Goway’s Koh Chang package (a 4-day adventure with prices that vary depending on the season) offers two categories: moderate and first-class. According to Vogl, this attracts a wide category of travelers, most who come delighted after having visited the island.

“After all,” he says, “this destination’s most appealing asset is its natural beauty.” Indeed, some have likened a trek on the island to being on the set of an adventure movie. Whether traveling on foot, bicycle or on the back of elephants, Koh Chang’s unspoiled beauty will unfold in myriad, unusual perspectives.

And very few outings are as exhilarating as exploring a Southeast Asian tropical paradise from the back of a lumbering elephant. Enter Ban Changthai, a Koh Chang tour operator that works exclusively with elephants and earmarks much of its profits for the preservation of the species. For about $30, Ban Changthai will take trekkers on elephants over mountains and rainforests and into pristine rivers where visitors have the rare opportunity to bathe alongside the beasts. The trip takes approximately two hours and is one of the most popular attractions in Koh Chang.

Here, you’ll find yourself crossing rubber plantations one moment and suddenly be magically surrounded by pomelo orchards the next. There are wild trails down valleys crisscrossed by rivers and an astounding variety of plants and wildlife on their banks.

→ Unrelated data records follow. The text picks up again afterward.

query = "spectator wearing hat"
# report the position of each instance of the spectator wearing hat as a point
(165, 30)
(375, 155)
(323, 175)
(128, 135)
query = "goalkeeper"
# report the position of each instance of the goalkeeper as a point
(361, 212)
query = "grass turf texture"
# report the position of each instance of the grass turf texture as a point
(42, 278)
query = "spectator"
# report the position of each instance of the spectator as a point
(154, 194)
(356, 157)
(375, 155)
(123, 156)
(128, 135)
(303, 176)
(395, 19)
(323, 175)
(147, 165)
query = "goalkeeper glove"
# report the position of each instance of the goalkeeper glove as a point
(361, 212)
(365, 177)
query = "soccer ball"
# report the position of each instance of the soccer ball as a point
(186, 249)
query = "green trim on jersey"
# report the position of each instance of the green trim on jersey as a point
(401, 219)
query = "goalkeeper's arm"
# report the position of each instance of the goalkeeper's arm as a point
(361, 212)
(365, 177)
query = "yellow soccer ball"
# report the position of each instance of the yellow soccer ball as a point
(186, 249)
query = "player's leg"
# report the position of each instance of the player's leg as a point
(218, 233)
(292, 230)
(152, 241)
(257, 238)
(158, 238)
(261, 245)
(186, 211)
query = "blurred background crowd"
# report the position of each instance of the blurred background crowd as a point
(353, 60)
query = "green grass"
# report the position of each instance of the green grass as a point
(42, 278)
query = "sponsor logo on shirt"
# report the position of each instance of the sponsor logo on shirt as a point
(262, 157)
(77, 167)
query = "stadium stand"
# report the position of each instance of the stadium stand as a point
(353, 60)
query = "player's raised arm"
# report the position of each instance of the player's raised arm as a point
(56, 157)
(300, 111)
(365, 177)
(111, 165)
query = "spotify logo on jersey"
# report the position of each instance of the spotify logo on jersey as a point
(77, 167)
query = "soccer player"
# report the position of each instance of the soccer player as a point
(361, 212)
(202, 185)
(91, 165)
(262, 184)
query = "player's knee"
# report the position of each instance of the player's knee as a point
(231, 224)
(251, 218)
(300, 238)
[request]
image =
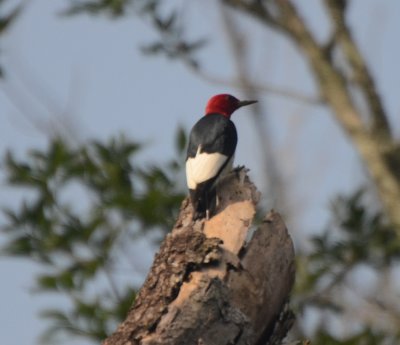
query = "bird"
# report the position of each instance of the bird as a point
(210, 152)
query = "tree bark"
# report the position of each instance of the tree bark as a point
(217, 281)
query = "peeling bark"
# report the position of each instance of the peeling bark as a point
(208, 285)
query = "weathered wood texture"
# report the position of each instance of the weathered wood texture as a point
(212, 282)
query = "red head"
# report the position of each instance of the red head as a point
(225, 105)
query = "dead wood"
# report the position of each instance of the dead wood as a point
(208, 285)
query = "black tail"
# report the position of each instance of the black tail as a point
(203, 199)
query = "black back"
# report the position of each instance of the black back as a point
(215, 133)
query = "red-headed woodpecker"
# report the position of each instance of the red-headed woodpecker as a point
(210, 152)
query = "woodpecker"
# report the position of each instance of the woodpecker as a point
(210, 152)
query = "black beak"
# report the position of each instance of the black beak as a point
(243, 103)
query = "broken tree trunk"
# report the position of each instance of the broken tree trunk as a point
(213, 282)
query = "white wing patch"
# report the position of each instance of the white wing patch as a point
(202, 167)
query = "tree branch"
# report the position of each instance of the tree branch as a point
(373, 149)
(362, 75)
(209, 284)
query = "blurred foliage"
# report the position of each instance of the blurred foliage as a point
(84, 208)
(357, 236)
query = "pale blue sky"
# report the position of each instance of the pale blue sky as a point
(89, 74)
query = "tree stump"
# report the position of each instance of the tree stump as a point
(217, 281)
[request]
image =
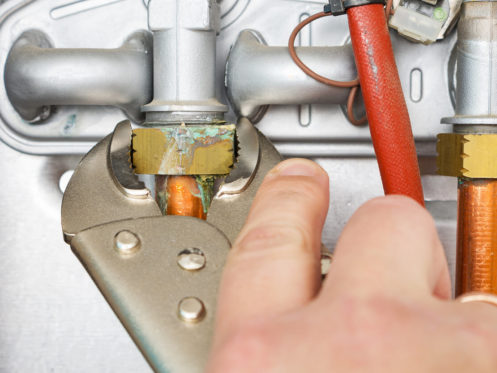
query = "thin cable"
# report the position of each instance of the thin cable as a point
(354, 84)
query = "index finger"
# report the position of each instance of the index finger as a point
(389, 246)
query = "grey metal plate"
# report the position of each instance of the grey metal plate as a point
(52, 317)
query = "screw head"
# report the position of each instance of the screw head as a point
(191, 310)
(126, 243)
(191, 259)
(326, 259)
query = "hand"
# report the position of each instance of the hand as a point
(384, 306)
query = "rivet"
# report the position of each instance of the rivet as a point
(191, 310)
(126, 243)
(191, 259)
(326, 259)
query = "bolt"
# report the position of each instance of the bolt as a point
(191, 310)
(191, 259)
(126, 243)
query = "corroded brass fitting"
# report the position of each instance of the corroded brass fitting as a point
(467, 155)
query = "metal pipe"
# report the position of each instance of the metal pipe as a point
(184, 61)
(477, 236)
(184, 88)
(38, 76)
(476, 113)
(258, 75)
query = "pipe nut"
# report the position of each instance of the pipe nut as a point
(471, 156)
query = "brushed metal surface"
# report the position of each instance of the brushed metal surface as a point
(54, 319)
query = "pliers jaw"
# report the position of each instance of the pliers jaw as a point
(133, 252)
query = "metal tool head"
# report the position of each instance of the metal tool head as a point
(104, 188)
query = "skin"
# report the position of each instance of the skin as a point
(384, 307)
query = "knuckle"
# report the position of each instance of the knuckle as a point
(274, 237)
(292, 186)
(364, 322)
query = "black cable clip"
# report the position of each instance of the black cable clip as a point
(340, 7)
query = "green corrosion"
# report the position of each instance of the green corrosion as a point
(206, 188)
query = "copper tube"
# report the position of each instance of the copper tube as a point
(477, 236)
(180, 195)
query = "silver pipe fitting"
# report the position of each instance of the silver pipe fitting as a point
(476, 91)
(38, 76)
(258, 75)
(184, 61)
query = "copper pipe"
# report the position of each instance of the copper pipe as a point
(180, 195)
(477, 236)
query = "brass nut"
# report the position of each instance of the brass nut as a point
(470, 156)
(184, 150)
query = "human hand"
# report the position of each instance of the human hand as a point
(384, 306)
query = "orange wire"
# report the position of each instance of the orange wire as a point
(354, 84)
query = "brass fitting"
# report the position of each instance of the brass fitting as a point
(184, 150)
(472, 156)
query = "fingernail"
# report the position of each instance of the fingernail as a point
(297, 167)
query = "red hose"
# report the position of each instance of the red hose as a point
(385, 104)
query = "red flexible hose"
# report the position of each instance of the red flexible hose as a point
(385, 104)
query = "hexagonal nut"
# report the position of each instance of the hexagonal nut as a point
(203, 15)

A plus for travelers is that Koh Chang has no lack of accommodations. Here, modern, airy resorts are surrounded by banyan trees and wild orchids, and guests are greeted in the traditional and charming Thai gesture of clasped hands and lowered gaze.

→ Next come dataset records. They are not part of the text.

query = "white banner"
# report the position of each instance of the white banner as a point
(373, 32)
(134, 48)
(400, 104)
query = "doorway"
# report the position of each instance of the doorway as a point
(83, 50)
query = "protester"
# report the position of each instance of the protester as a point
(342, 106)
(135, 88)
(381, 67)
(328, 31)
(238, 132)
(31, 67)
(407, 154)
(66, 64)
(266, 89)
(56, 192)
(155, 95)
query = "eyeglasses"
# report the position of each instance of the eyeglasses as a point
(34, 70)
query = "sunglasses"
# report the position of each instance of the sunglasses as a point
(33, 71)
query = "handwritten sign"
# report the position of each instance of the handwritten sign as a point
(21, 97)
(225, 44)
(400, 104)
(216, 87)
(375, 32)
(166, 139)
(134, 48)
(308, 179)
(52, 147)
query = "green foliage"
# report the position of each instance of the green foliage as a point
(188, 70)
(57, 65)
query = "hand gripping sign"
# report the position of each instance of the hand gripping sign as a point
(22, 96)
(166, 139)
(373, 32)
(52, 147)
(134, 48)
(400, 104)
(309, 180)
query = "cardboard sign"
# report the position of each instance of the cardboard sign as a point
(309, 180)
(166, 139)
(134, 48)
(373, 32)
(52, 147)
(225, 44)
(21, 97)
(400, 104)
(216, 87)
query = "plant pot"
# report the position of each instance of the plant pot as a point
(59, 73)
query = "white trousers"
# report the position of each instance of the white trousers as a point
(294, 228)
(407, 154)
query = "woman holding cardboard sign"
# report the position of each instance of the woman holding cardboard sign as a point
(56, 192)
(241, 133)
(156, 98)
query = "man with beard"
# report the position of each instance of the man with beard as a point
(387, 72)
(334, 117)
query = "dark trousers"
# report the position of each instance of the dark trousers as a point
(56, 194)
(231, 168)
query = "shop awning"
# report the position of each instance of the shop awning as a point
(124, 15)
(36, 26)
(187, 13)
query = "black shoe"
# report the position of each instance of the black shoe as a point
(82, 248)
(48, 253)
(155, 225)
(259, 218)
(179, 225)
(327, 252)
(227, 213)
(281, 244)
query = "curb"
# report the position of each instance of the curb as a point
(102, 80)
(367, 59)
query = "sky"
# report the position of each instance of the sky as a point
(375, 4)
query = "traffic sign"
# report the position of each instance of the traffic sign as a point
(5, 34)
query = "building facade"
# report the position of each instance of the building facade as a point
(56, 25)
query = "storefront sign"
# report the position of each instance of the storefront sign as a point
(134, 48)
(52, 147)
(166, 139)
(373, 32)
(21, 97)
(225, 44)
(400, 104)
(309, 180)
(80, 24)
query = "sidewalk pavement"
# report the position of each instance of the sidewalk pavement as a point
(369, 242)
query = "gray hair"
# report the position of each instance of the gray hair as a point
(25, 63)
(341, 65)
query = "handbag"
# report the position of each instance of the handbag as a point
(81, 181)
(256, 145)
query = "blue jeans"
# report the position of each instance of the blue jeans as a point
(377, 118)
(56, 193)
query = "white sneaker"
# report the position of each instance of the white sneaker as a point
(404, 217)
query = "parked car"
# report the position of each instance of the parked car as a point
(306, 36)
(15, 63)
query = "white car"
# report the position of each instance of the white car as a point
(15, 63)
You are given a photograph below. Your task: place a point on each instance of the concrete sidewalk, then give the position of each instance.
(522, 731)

One of the finest example of such sterling accommodations is The Dewa, a sprawling tropical wonderland abutting the Klong Prao beach on the island’s lee side. It offers 40 rooms, 17 villas and two grand villas measuring nearly 1,400 sq. ft. Rates at The Dewa run approximately $230 dbl for a standard room, to about $660 for a grand villa.

The resort’s two waterside restaurants and bar feature mouth-watering American, European and Thai specialties. In keeping with long-established Thai tradition, The Dewa has one of the finest spas in the area. It’s a sanctuary for the senses where holistic treatments, aromatherapy, body treatments, beauty care and, of course, classic Thai massages are de rigueur after a strenuous day at the beach or hiking in virgin rainforests.

The growing number of resorts portents that Koh Chang’s tourist map is rapidly changing. Sure, the beaches are the main attraction, but visitors would be remiss not to see first-hand the ancient beauty of Thai rural life as exemplified in Salakkok, a water soaked village rising from the mangroves on the south side of the island where the relaxed atmosphere belies the arduous life of its residents who mostly live life as their ancestors did centuries ago.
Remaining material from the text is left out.